Another early start with a straightforward cruise eastwards. Following a rather forgettable experience dipping last week, I was keen to get back and have another go at what might be one of Britain's last-ever Cat A Lesser White-fronted Geese. This adult has fortuitously returned to the Yare Valley - last year I was very blasé about this bird and dismissed it (probably no help done by good old LGRE), only realising too late that Taiga Beans have traditionally acted as a carrier species for LWFG and that this bird, realistically, is about as good as it gets.
Anyway, I digress. It was a much more pleasant morning than the one I visited on last week, with the day dawning to clear skies and light winds - pretty cold though. A scan east from the railway revealed the Taiga Bean flock was present towards the northeast end of the marsh, so I steamed around to the old windpump, avoiding several groups of dawdling day-listers en route. Basically, it didn't take too long to find the LWFG which was, as usual, keeping tight to the Taigas and ignoring a nearby contingent of some 80 or so Euro White-fronts. Distance was a problem though: the birds were feeding pretty much on the railway line so were absolutely miles from any public right of way. Must have been good views from the passing trains though, which regularly spooked the flock into a spectacular fast-waddle away from the line. Light was great, too - I must say I enjoyed the bird alot more than I had anticipated. Photographic opportunities were at a minimum due to sheer distance and some early morning heat haze causing pretty bad image distortion, but here are my efforts.

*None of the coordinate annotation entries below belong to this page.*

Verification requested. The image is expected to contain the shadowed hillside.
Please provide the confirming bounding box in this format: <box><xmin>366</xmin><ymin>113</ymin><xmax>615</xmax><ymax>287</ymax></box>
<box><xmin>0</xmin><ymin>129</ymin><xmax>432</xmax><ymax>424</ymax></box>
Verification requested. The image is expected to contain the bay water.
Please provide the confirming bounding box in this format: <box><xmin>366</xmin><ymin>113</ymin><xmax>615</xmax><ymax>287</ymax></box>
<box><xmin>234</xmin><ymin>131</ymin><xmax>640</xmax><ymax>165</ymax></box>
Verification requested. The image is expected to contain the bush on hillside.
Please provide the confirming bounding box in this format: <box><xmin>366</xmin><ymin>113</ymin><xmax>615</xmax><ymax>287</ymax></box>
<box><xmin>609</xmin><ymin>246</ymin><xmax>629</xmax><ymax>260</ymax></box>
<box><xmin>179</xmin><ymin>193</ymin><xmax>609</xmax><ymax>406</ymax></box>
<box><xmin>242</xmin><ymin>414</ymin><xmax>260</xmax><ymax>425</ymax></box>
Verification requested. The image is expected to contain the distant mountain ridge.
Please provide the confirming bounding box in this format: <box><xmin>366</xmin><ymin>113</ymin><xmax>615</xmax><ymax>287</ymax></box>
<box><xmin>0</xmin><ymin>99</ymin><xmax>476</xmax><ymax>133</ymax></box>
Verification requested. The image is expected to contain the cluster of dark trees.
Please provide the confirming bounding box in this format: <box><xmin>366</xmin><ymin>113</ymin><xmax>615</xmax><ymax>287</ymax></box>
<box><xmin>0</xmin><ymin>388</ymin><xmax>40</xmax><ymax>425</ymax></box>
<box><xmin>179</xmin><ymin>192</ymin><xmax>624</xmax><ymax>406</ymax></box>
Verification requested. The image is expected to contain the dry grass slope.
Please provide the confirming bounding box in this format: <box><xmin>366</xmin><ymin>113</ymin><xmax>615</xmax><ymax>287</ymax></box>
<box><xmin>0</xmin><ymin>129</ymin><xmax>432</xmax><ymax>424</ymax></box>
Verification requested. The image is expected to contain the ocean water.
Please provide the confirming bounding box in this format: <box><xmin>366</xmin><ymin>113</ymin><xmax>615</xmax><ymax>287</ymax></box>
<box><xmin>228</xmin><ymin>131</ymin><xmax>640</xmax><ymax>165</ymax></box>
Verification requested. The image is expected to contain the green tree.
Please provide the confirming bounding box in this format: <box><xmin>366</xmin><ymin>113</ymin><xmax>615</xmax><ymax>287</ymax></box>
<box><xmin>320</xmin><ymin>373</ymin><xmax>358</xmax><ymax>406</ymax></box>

The Lesser White-front was then spooked and flew off north of the railway line a short while before 09:00 with a small group of Taigas, so I decided to leave the site (via a pleasant chat with Andy and Vicky) and head up to nearby Ranworth Broad.
Being a Bank Holiday, the visitor centre at Ranworth was shut so viewing was pretty limited from the adjacent boardwalk. The female Ring-necked Duck nevertheless showed on and off when it emerged from behind vegetation.
Ring-necked Duck through trees.
On the way home I called in at Dogsthorpe Tip, where there were about 200 large gulls but nothing interesting. The tip needs to get working again.